Last week, the Full Federal Court of Australia, sitting as the Court of Disputed Returns, set aside a petition challenging federal Treasurer Josh Frydenberg’s eligibility to sit as a member of the House of Representatives on the basis that his mother was a citizen of Hungary before fleeing post-Holocaust Europe to Australia in 1949.
The Court accepted the evidence of three Hungarian legal experts and an Australian historical expert of travel documents, and found that Mr Frydenberg is not, and never was, a Hungarian citizen, nor was he ever entitled to be. The Court noted that the family fled Hungary in a period of history “marked by war, deep ideological divides, powerful racial, religious and national bigotries and the human catastrophes that accompanied them, in particular, the Holocaust.”
“It is the right of every constituent to query their MP’s eligibility to sit in parliament but, in this case, that right was misused to bring a baseless claim that wasted the Court’s time and resources, and caused undue stress to the Treasurer and his mother.

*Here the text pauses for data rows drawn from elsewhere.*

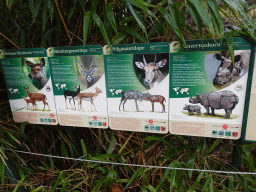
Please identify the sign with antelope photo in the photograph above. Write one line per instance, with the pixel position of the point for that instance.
(79, 85)
(208, 88)
(29, 85)
(137, 82)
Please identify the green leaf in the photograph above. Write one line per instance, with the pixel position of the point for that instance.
(137, 19)
(112, 144)
(98, 21)
(86, 25)
(202, 11)
(215, 144)
(229, 39)
(133, 32)
(110, 16)
(135, 176)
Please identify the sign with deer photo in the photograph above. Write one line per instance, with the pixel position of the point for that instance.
(208, 89)
(249, 123)
(137, 82)
(29, 85)
(79, 85)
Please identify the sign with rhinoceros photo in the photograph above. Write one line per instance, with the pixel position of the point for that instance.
(29, 85)
(208, 89)
(79, 85)
(137, 83)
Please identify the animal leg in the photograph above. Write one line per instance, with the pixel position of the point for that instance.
(207, 110)
(93, 105)
(137, 109)
(163, 107)
(228, 112)
(120, 104)
(123, 104)
(213, 112)
(74, 103)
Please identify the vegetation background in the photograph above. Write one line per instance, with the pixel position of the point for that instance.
(51, 23)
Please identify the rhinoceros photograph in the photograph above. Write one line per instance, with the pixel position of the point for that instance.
(222, 71)
(226, 100)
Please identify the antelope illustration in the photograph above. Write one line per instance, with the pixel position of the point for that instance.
(91, 80)
(37, 72)
(37, 97)
(88, 96)
(71, 95)
(28, 101)
(153, 76)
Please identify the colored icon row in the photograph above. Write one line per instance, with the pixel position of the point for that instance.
(225, 133)
(155, 128)
(97, 123)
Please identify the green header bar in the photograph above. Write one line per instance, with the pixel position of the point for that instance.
(216, 45)
(18, 53)
(138, 48)
(74, 50)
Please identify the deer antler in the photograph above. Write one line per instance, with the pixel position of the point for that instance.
(144, 60)
(93, 63)
(81, 65)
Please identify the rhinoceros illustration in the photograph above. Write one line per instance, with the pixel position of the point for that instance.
(227, 70)
(226, 100)
(193, 108)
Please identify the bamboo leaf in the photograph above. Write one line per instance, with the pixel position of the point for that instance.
(98, 21)
(110, 16)
(137, 19)
(86, 25)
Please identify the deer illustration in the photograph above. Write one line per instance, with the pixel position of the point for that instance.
(28, 101)
(153, 76)
(91, 80)
(37, 72)
(37, 97)
(71, 95)
(88, 96)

That said, this case was one of the most interesting I have ever been involved in, at the intersection politics and justice, and questions of evidentiary and historical proof,” litigation partner Susanna Ford said.
Senior Partner Mark Leibler said the firm considered the ruling an important moral, as well as legal, victory. “Arnold Bloch Leibler prides itself as a firm of lawyers who view and use the law as a tool for social justice,” he said. “I’m sure the Australian public would agree that this spurious petition was an unnecessary distraction at a time when the Treasurer has far more important matters to attend to on their behalf.”